Gemeinsam etwas bewegen

Dieser Artikel verleitet mich dazu, einige Zeilen zu notieren. Auch wenn ich nicht an dieser Veranstaltung teilnehmen konnte, möchte ich diese Initiative von Sarah Pieper und Natagora Ostbelgien als besonders wertvoll einordnen. Menschen begegnen sich, und staunen gemeinsam über die Natur, in diesem Fall über unsere heimische Vogelwelt. Was dürfen wir als Menschen öffentlich kundtun? Diese Frage geht mir immer wieder durch den Kopf, wenn ich die aktuellen Nachrichten höre. Selten sind es gute Nachrichten. Die schlechten verkaufen sich eben besser. Das ist mein Eindruck. Kürzlich habe ich den folgenden Satz von Elke Werner in ihrem Buch (*) gelesen: „Manchmal frage ich mich, warum wir Menschen immer kämpfen.

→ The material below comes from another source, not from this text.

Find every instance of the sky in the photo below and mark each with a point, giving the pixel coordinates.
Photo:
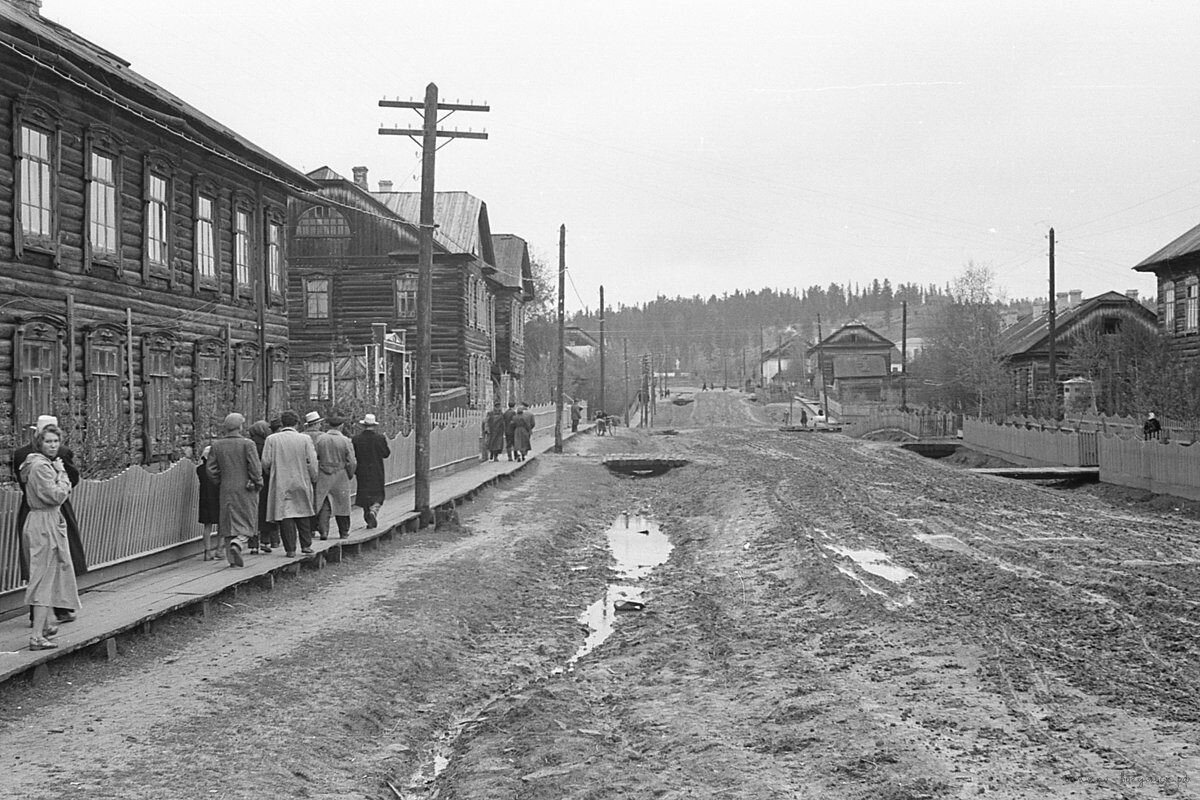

Die Zeitungen sind voll von Kriegsgeschrei und Machtkämpfen.“

Die Autorin bringt etwas auf den Punkt, was mir schon lange auf der Zunge liegt. Tatsächlich sind die unzähligen Konflikte und Machtspiele auf diesem Planeten menschengemacht. Das stimmt mich nachdenklich und traurig. Ich möchte nicht auf ein allgemeines Klagelied einstimmen. Eher möchte ich den Versuch unternehmen, mich täglich mit anderen Menschen an den schönen Dingen gemeinsam zu erfreuen. Die Möglichkeiten, im Alltag positiv unterwegs zu sein, sind im Grunde unbegrenzt. Hier fällt mir der einfache Gruß eines Unbekannten auf der Straße ein. Ein Lächeln ist immer kostenlos und kann doch Berge versetzen. Ein freundlicher Blick oder ein liebevolle Geste bewirken gleichfalls Wunder. Gerne erinnere ich an unser gemeinsames Tun im Freundeskreis, im Verein, im Dorf und in der Stadt oder einfach bei der Arbeit. Hier bin ich wieder bei dem eingangs erwähnten Bericht zum gemeinsamen Beobachten der Vogelwelt, organisiert von Natagora Ostbelgien. Hinter dem Wörtchen „gemeinsam“ steckt viel Magie. Jeden Tag dürfen wir gemeinsam etwas bewegen.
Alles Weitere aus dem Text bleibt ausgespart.